Ernest est né trente ans après l’explosion d’une bombe nucléaire sur la ville d’Hiroshima. Il aime voir les Jacques pourfendre l’écran blanc juste avec des mots. Ce qu’il aime le plus c’est le maître-du-jeu, celui qui a l’Histoire dans la tête, et qui insuffle la vie fictive aux Jacques. Une magie opère, c’est certain, leurs pensées et monde secret deviennent une œuvre offerte aux yeux. Le maître-du-jeu dit à Jacques comment pulvériser l’aggloméré. Comme Ann, derrière les paupières scellées d'Ernest, le sourire de Jeanne Moreau a tangué, aussi. Mais c’est alors Truffaut qu’il a admiré. Tous les jours Ernest s’enferme dans une salle noire, les yeux rivés à l’écran blanc, il apprend, il se régale, puis lorsque le jour lui fait à nouveau un ombre, il voudrait fondre pour ne vivre que deux heures. Mais deux heures de chef-d’œuvre.

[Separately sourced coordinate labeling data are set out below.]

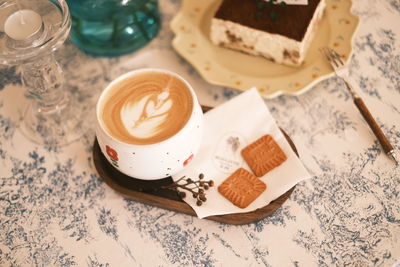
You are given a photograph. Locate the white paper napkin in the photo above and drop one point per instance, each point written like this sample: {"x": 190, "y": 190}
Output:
{"x": 227, "y": 129}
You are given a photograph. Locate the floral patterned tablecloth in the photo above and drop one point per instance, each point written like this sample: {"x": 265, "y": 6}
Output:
{"x": 56, "y": 211}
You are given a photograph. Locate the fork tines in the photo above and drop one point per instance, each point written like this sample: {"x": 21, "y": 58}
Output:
{"x": 333, "y": 57}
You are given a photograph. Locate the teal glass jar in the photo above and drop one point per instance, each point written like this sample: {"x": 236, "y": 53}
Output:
{"x": 113, "y": 27}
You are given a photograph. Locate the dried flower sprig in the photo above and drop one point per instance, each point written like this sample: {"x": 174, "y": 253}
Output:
{"x": 195, "y": 187}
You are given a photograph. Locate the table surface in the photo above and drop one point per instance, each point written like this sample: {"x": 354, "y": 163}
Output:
{"x": 56, "y": 211}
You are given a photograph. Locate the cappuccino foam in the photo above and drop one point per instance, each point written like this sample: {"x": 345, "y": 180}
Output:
{"x": 146, "y": 108}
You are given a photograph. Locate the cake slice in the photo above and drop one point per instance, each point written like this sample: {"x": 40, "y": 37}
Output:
{"x": 280, "y": 33}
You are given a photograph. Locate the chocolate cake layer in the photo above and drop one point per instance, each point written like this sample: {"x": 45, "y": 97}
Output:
{"x": 291, "y": 20}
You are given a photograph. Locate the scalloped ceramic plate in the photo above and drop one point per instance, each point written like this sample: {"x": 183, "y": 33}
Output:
{"x": 237, "y": 70}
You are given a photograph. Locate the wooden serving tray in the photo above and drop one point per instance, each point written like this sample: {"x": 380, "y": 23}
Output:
{"x": 150, "y": 191}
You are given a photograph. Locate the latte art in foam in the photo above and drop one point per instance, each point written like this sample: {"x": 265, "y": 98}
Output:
{"x": 146, "y": 108}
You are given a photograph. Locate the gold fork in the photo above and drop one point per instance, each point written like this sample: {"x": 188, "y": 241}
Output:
{"x": 336, "y": 62}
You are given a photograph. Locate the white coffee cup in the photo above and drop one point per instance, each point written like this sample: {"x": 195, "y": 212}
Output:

Rien n’est factice, de l’air au sol, l’action se déroule ici. C’est si commun. Ann amenait le tapis à nettoyer, Ernest se trouvait sur le même trottoir. D’une façon commune, sans pourtant en avoir l’habitude, l’un a invité l’autre dans un café, l’un a pris une grenadine et l’autre une bière baveuse, le tapis dans un grand sac de papier restait posé sur la banquette en skaï bordeaux. Les détails brodent le décor. Ernest a des phrases qui lui brûlent les lèvres, des situations qui lui engourdissent les membres, tout ce qu’il a bu dans les salles noires, les yeux rivés à l’écran blanc. Son chef-d’œuvre à lui, il n’est pas assez fort pour l’ériger, alors il va emprunter, de-ci, de-là, à des Jacques fantômes. Un puzzle qu’il concocte en esthète, se croyant disciple des maîtres-du-jeu. C’est cela qu’Ann, conquise dès cet instant par cet inconnu, racontera jusqu’à ses petits enfants, sans savoir que son Histoire c’est du déjà-vu sur l’écran blanc, du réchauffé de cinéphile.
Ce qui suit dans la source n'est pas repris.